Soğukkanlılığını Koruma Çabası

Tatar'ın profesyonelliği hemen devreye girdi. "Bir deprem mi var?" diye sordu, kendi kendine bile konuşur gibiydi. Stüdyodaki diğer çalışanların sesleri duyuluyor, bir koşuşturmaca başlıyordu. İnsanın içinden "Acaba kaçmalı mıyım?" diye geçirmediği anlar değildi bunlar.

Kameraman Eren Yılmaz'ın soğukkanlılığı takdire şayandı. Yayını kesmek yerine, o panik anlarını kaydetmeye devam etti. Belki de izleyicilere depremin gerçek yüzünü göstermenin önemini biliyordu. Yılmaz, "Evet deprem oluyor" diyerek durumu teyit etti, sesi sakin ama yüz ifadesi endişeliydi.

Stüdyoda Yaşanan Kaos

O sırada stüdyoda neler oluyordu dersiniz? Görkem Tatar masasına tutunmuş, etrafa şaşkın şaşkın bakınıyordu. "Ciddi bir deprem oluyor galiba" dediği anda, sesindeki titreme her şeyi anlatıyordu aslında. İnsan böyle anlarda ne yapacağını bilemiyor doğrusu.

  • Işıklar sallanıyor
  • Kamera sarsılıyor
  • Stüdyo ekipmanları yerinden oynuyor
  • Çalışanların endişeli sesleri

Tüm bu kaosun ortasında, yayın devam ediyordu. Tatar'ın "Yayını keselim mi?" sorusu, aslında herkesin aklından geçeni soruyordu. Kameraman Yılmaz'ın "Hayır, devam edelim" cevabı ise mesleki sorumluluğun en üst düzeyde olduğunu gösteriyordu.
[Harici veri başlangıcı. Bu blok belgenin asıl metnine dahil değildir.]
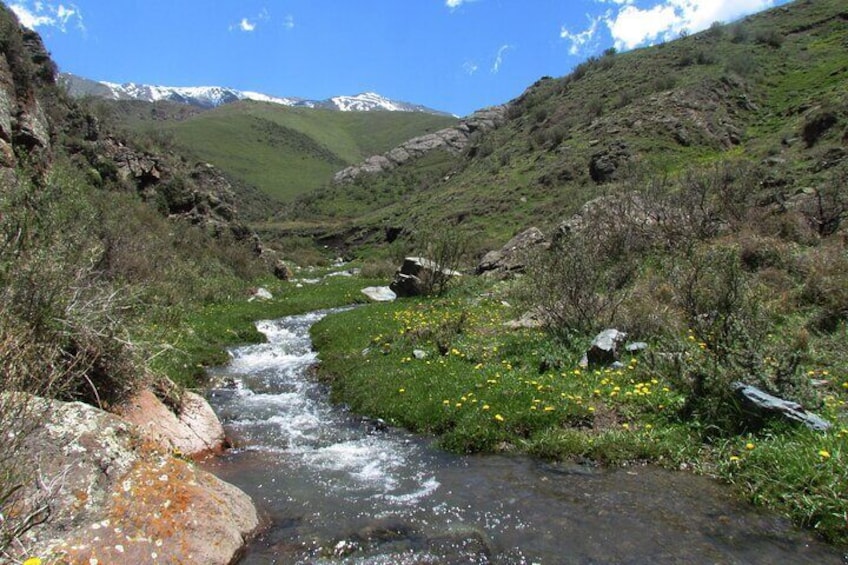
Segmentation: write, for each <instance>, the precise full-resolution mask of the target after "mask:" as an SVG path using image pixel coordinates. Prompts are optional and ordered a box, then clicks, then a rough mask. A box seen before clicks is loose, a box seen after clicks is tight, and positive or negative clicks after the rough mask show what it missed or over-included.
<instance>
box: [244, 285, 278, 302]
mask: <svg viewBox="0 0 848 565" xmlns="http://www.w3.org/2000/svg"><path fill="white" fill-rule="evenodd" d="M273 299H274V295H273V294H271V291H269V290H268V289H267V288H257V289H256V290H254V291H253V293H252V294H251V295H250V298H249V299H248V300H247V301H248V302H253V301H254V300H273Z"/></svg>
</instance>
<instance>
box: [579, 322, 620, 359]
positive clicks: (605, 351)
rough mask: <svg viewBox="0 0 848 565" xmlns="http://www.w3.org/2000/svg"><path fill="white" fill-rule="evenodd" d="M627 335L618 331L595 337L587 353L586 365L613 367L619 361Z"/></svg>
mask: <svg viewBox="0 0 848 565" xmlns="http://www.w3.org/2000/svg"><path fill="white" fill-rule="evenodd" d="M625 338H627V334H626V333H624V332H621V331H618V330H616V329H609V330H604V331H602V332H601V333H599V334H598V335H597V336H595V339H593V340H592V345H591V346H589V350H588V351H586V355H585V357H584V359H585V363H582V364H585V365H588V366H593V365H601V366H606V365H611V364H612V363H615V362H616V361H618V357H619V355H620V353H621V352H620V347H621V345H622V344H624V340H625Z"/></svg>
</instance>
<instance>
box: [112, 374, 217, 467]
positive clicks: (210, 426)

Profesyonellik ve İnsani İçgüdüler Arasında

Bu tür anlarda insan iki düşünce arasında kalıyor: Bir yanda mesleki sorumluluk, diğer yanda kendi güvenliği. Görkem Tatar bu ikilemi yaşarken, "Dışarı çıkalım mı?" diye sorduğunda aslında hepimizin hissettiği içgüdüyü dile getiriyordu.
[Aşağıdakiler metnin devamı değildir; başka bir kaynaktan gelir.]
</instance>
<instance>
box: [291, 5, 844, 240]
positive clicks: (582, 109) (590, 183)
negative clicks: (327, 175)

Kameramanın "Evet" cevabı üzerine stüdyodan ayrılmaları... İşte tam da bu noktada insan "Acaba doğru mu yapıyorlar?" diye düşünmeden edemiyor. Ama kim onları suçlayabilir ki? Deprem anında herkesin ilk düşüncesi kendi güvenliğidir çünkü.
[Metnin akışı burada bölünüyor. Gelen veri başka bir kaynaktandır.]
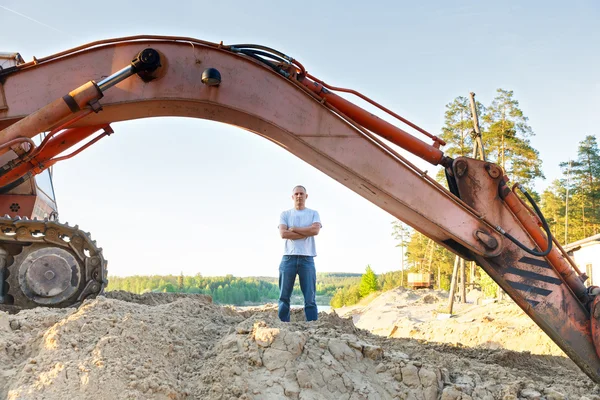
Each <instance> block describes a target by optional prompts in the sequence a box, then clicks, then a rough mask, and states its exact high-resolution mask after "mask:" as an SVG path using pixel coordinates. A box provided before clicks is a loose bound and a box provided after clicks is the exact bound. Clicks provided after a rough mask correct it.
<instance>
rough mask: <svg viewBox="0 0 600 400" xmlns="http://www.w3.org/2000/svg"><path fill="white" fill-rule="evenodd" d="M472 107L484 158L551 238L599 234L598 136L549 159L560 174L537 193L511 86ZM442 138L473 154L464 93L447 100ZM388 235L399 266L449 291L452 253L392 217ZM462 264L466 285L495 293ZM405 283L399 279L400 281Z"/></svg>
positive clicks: (531, 152) (598, 170) (438, 286)
mask: <svg viewBox="0 0 600 400" xmlns="http://www.w3.org/2000/svg"><path fill="white" fill-rule="evenodd" d="M476 107H477V113H478V115H479V122H480V130H481V136H482V142H483V145H484V149H485V155H486V161H490V162H493V163H496V164H498V165H499V166H501V167H502V168H503V169H504V171H505V173H506V175H508V177H509V178H510V180H511V182H512V183H520V184H521V185H523V186H524V187H527V188H528V190H529V192H530V193H531V194H532V196H533V197H534V199H535V200H536V202H537V203H538V205H539V206H540V209H541V211H542V213H543V214H544V216H545V218H546V220H547V222H548V224H549V227H550V229H551V231H552V234H553V235H554V237H555V238H556V239H557V240H558V241H559V242H560V243H561V244H563V245H565V244H567V243H571V242H574V241H576V240H580V239H584V238H586V237H589V236H592V235H595V234H598V233H599V232H600V150H599V149H598V143H597V140H596V136H595V135H588V136H586V137H585V139H584V140H582V141H581V142H580V143H579V148H578V153H577V156H576V157H575V156H573V157H571V159H568V157H566V158H567V159H565V160H553V161H554V162H556V164H557V165H559V166H560V167H561V170H562V177H561V178H559V179H557V180H555V181H553V182H552V183H551V184H550V185H549V187H547V188H546V189H545V190H543V192H542V194H541V195H540V194H539V193H536V192H535V191H534V190H533V181H534V179H536V178H542V179H543V178H544V174H543V172H542V170H543V169H542V160H541V158H540V156H539V152H538V151H537V150H536V149H534V148H533V147H532V146H531V142H530V138H531V137H532V136H534V132H533V129H532V128H531V126H529V124H528V118H527V117H526V116H525V113H524V112H523V111H522V110H521V109H520V107H519V102H518V101H517V100H516V98H515V97H514V93H513V91H509V90H504V89H498V90H497V91H496V96H495V97H494V99H493V100H492V101H491V103H490V104H489V105H487V106H484V105H483V104H481V103H479V102H477V103H476ZM440 137H441V138H442V139H444V140H445V141H446V143H447V145H446V146H444V148H443V150H444V153H445V154H446V155H448V156H451V157H453V158H456V157H460V156H466V157H473V154H474V152H473V148H474V141H475V136H474V128H473V119H472V114H471V107H470V101H469V99H468V98H466V97H462V96H459V97H457V98H456V99H454V100H453V101H452V102H450V103H448V104H447V105H446V111H445V114H444V126H443V128H442V132H441V134H440ZM443 172H444V171H443V170H442V171H440V173H439V174H438V176H437V179H438V181H440V183H442V184H444V185H447V184H446V179H445V176H444V173H443ZM392 236H393V237H394V239H396V240H397V247H400V248H401V249H402V251H403V255H404V257H403V265H402V266H401V269H402V270H404V271H405V272H406V273H408V272H430V273H433V274H434V276H435V279H436V285H435V288H441V289H446V290H447V289H448V288H449V287H450V280H451V276H452V270H453V267H454V262H455V256H454V254H453V253H451V252H450V251H448V250H446V249H445V248H443V247H441V246H440V245H438V244H437V243H435V242H434V241H433V240H431V239H429V238H428V237H426V236H424V235H422V234H421V233H419V232H417V231H415V230H413V229H411V228H410V227H408V226H406V225H404V224H403V223H401V222H400V221H394V222H392ZM466 268H467V273H466V277H467V279H466V281H467V283H468V284H470V285H473V286H476V287H480V288H481V289H482V291H483V292H484V293H485V294H487V295H489V296H494V295H495V294H496V291H497V290H498V286H497V285H496V284H495V282H494V281H493V280H492V279H491V278H490V277H489V276H488V275H487V274H486V273H485V272H484V271H483V270H482V269H481V268H479V267H476V266H475V265H474V264H473V263H467V265H466ZM380 280H381V278H380ZM403 284H404V283H403V282H402V279H401V281H400V283H399V285H403ZM389 286H390V285H388V287H389ZM384 289H386V288H385V287H384Z"/></svg>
Sonrasında yayın kesildi ve o anların görüntüleri sosyal medyada hızla yayılmaya başladı. İzleyenler için sıradan bir yayın aniden gerilim dolu bir ana dönüşmüştü. Bu tür anlar bize şunu hatırlatıyor: Deprem, Türkiye'nin bir gerçeği ve her an hazırlıklı olmalıyız.